The snappy cabbie, Darren Rewcastle, seems to have been more particularly targeted by this crazed killer, Derrick Bird. Bird and Rewcastle had a history of confrontation and it’s said that Rewcastle often kidded Bird. Derrick believed that Darren was cheating him, by cutting in line, and picking up cab customers out of queue. A driver, Mark Cooper, said: “It was a dispute that had been simmering for months.”

The shooting of Rewcastle was described by another victim, Don Reed, who was fortunately only wounded. Apparently, his training as a soldier had kicked in, and Don avoided the sudden death inflicted on Rewcastle. The madman Bird had shouted, “Darren,” then walked up and took his face off with a shot-gun blast.

I believe that Derrick returned to his cab and drove by Don Reed’s cab, shooting out of his own car window and into the cab that Reed was in. Reed took a shot in the back, but was only wounded; part of the shot struck a shop window from across the cab stand. Reed’s words about his fellow cabby are shocking: “I got next to Darren Rewcastle on the floor. His face was gone.”

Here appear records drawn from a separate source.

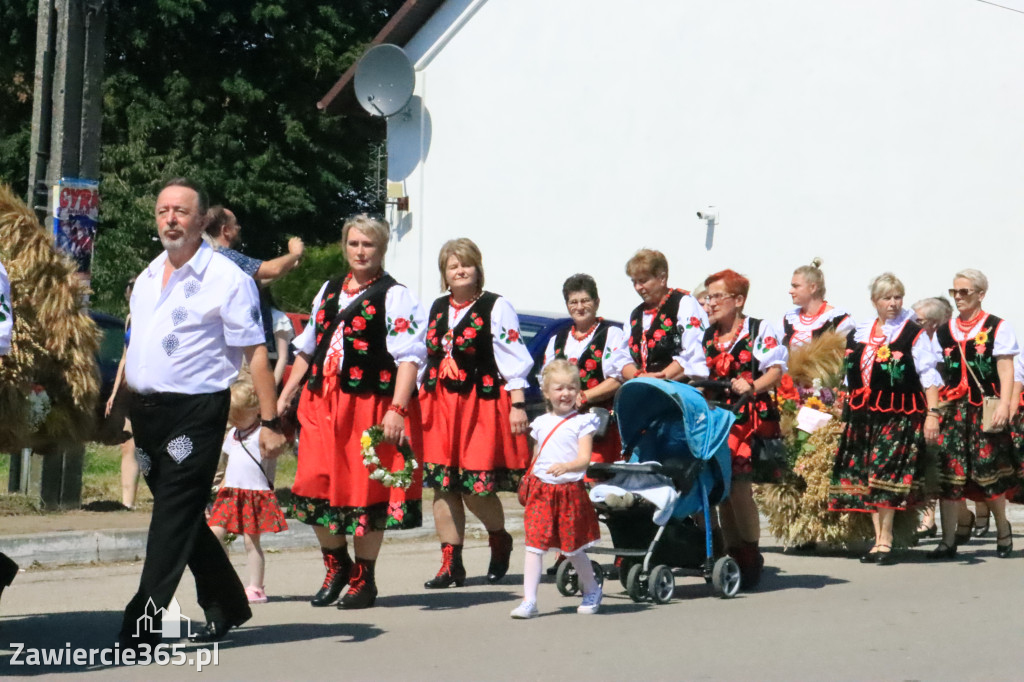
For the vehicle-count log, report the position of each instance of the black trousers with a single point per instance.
(180, 437)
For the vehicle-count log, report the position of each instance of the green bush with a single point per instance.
(295, 292)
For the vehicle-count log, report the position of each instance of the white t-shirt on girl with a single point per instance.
(563, 445)
(242, 471)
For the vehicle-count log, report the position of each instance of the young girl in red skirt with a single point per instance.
(246, 504)
(558, 514)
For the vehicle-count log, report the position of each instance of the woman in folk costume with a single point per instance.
(363, 347)
(891, 411)
(590, 344)
(665, 333)
(813, 314)
(747, 352)
(474, 415)
(978, 351)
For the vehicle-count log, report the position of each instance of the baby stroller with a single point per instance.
(677, 445)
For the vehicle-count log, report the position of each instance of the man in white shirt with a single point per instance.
(195, 315)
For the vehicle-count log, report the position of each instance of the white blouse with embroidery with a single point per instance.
(1004, 343)
(407, 328)
(511, 355)
(805, 326)
(926, 350)
(690, 354)
(767, 353)
(576, 347)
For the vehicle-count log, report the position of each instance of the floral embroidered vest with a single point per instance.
(979, 356)
(895, 385)
(738, 361)
(367, 366)
(829, 326)
(472, 349)
(663, 340)
(591, 371)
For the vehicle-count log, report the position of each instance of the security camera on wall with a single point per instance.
(710, 214)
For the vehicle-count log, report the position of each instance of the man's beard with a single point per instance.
(176, 245)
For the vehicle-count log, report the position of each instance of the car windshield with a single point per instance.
(528, 330)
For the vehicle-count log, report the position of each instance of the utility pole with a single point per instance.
(67, 108)
(66, 122)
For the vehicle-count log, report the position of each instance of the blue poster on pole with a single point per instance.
(76, 212)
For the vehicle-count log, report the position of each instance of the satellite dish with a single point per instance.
(384, 80)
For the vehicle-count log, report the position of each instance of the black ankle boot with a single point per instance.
(338, 566)
(361, 586)
(501, 552)
(452, 570)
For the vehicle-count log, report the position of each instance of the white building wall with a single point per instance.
(563, 135)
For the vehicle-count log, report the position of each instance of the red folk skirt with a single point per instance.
(468, 444)
(330, 454)
(251, 512)
(559, 516)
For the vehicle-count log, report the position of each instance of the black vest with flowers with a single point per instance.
(829, 326)
(979, 356)
(664, 340)
(472, 349)
(591, 371)
(367, 366)
(735, 363)
(895, 385)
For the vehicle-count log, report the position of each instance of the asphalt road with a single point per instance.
(814, 617)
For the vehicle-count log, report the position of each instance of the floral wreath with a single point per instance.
(369, 441)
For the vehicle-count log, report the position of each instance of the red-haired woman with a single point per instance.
(748, 352)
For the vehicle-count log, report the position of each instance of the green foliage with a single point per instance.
(220, 91)
(17, 58)
(295, 292)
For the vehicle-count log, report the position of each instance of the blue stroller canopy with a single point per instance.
(663, 407)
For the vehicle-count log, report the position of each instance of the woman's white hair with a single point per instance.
(977, 278)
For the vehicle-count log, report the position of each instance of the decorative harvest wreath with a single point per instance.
(375, 436)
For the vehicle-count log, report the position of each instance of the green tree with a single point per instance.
(221, 91)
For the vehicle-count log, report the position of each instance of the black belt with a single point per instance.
(167, 398)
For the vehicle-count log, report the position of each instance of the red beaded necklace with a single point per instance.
(345, 285)
(807, 320)
(581, 336)
(659, 303)
(966, 327)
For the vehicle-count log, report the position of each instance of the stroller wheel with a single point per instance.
(566, 580)
(636, 587)
(662, 585)
(725, 578)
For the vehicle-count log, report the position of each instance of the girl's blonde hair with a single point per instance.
(468, 254)
(812, 274)
(244, 399)
(559, 368)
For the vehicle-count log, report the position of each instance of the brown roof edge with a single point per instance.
(398, 31)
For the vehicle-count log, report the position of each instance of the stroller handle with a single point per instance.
(723, 386)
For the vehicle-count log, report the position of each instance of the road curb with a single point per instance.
(82, 547)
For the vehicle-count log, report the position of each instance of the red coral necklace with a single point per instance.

Two other cabbies were shot as well in this same cluster of events at Whitehaven. Richard Murray found himself staring down the barrel of a rifle when Bird pulled up along side him (Bird’s M.O. was shooting victims right from inside his cab). Murray ducked down in the passenger side of his Citroen Picasso, and just barely missed a visit to the undertaker.

Paul Wilson thought it was just a prank when a blank faced Birdy pulled out a shotgun and blasted away. Wilson didn’t even know he’d been shot, he thought Birdy was firing blanks. A guy came running out of his car and had to alert him, “No, he has shot you.” Blood was everywhere. Richard Murray remembered how Bird had slowly passed the cab stand twice the day before, oddly staring at the drivers, then racing away. Scary!

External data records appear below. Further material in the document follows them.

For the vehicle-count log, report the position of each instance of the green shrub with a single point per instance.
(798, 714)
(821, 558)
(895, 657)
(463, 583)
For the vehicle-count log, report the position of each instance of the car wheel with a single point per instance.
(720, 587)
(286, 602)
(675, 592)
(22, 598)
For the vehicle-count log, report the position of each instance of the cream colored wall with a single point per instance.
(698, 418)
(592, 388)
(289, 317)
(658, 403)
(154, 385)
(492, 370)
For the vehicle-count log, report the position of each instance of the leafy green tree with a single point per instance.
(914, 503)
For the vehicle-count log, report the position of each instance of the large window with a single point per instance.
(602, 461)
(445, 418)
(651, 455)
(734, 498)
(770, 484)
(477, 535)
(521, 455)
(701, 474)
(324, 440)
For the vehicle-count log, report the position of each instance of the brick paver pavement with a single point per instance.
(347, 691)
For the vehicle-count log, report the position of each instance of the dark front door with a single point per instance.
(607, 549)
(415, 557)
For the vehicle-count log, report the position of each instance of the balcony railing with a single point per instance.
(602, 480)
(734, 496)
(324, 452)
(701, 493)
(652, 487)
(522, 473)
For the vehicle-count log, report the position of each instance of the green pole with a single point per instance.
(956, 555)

These are only fragments of the devastation left behind by this mad killer. With regard to motive, this is being sorted out as I type, but one thing is clear, Derrick Bird became completely unhinged by early Wednesday morning. He first killed his attorney, Kevin Commons, then went to the home of his own twin brother, David Bird, and shot him as he slept in his own bed.

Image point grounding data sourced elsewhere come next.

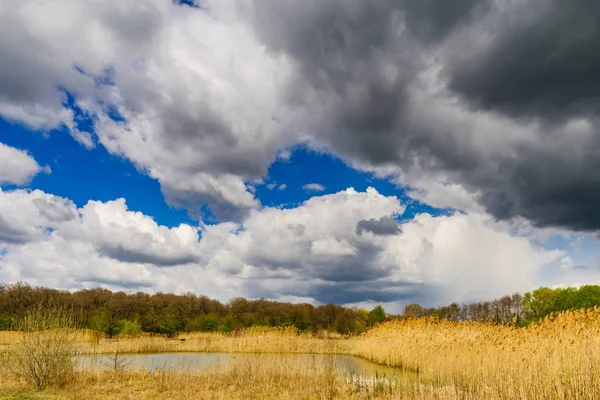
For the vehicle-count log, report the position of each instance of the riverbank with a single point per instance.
(558, 358)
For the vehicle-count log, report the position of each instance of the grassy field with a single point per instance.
(558, 358)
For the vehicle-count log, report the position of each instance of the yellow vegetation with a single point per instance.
(558, 358)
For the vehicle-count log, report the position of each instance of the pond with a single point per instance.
(191, 362)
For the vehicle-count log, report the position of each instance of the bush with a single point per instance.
(129, 328)
(43, 356)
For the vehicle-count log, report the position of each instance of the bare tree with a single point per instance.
(43, 355)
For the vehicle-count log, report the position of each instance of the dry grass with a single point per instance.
(252, 340)
(558, 358)
(274, 379)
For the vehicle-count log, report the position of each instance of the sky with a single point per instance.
(384, 152)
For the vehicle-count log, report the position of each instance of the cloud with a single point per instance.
(205, 99)
(316, 251)
(313, 187)
(17, 167)
(382, 226)
(109, 228)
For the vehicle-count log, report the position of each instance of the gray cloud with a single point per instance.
(9, 233)
(541, 61)
(125, 254)
(499, 97)
(382, 226)
(314, 187)
(533, 81)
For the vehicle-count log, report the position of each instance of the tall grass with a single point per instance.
(251, 340)
(558, 358)
(43, 354)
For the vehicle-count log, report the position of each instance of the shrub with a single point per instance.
(43, 355)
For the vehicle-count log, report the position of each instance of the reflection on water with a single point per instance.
(203, 361)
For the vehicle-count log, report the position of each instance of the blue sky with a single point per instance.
(82, 174)
(180, 145)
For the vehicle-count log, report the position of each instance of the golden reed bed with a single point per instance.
(558, 358)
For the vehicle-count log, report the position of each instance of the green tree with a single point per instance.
(377, 315)
(540, 303)
(100, 324)
(129, 328)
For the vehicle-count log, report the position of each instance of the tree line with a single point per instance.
(515, 309)
(131, 313)
(116, 313)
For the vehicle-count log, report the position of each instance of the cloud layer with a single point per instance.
(343, 247)
(492, 102)
(17, 167)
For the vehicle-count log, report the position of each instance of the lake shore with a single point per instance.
(557, 358)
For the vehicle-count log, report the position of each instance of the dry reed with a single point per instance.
(558, 358)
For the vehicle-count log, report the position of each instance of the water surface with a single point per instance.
(192, 362)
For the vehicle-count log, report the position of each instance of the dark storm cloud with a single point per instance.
(383, 226)
(543, 62)
(359, 65)
(349, 292)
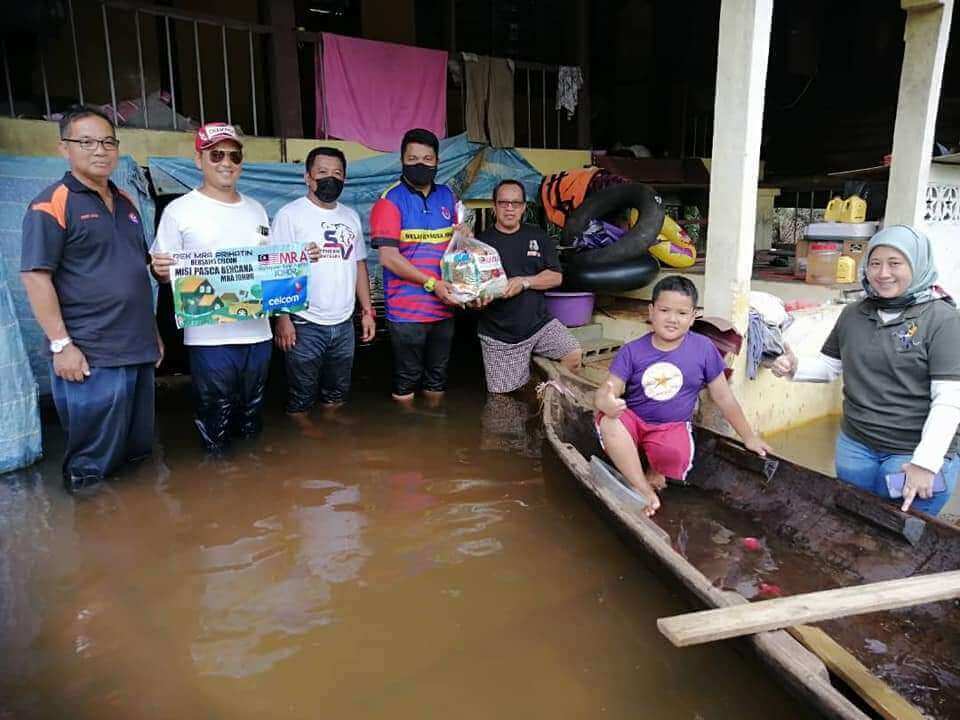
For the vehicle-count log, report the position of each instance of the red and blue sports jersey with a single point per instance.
(421, 228)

The exact nature of Bird’s sudden condition of insanity is still yet to be determined. It may have all been just in his head? It is clear, however, that he was very paranoid. I sense that he was terribly jealous of his twin brother David, who was quite a bit wealthier than he was. And now we’re hearing that his own brother had told the tax authorities of an undeclared 60,000 pounds, that had been stashed away.

This may have been the icing on the cake for a brewing well of hostility that had been building up for decades. Colleagues characterize him as a joking bloke, while others say he was reclusive and paranoid. The truth is no one seemed to truly know the ‘Real Derrick Bird.’ These problems were internalized and they festered within him.

There was no evidence of mental illness on record either, or at least none was ever reported. An out-of-the-blue time bomb went off in a tranquil English countryside Wednesday last. The why may remain an unknown, for the madman took his own life and his secret went with him to his grave.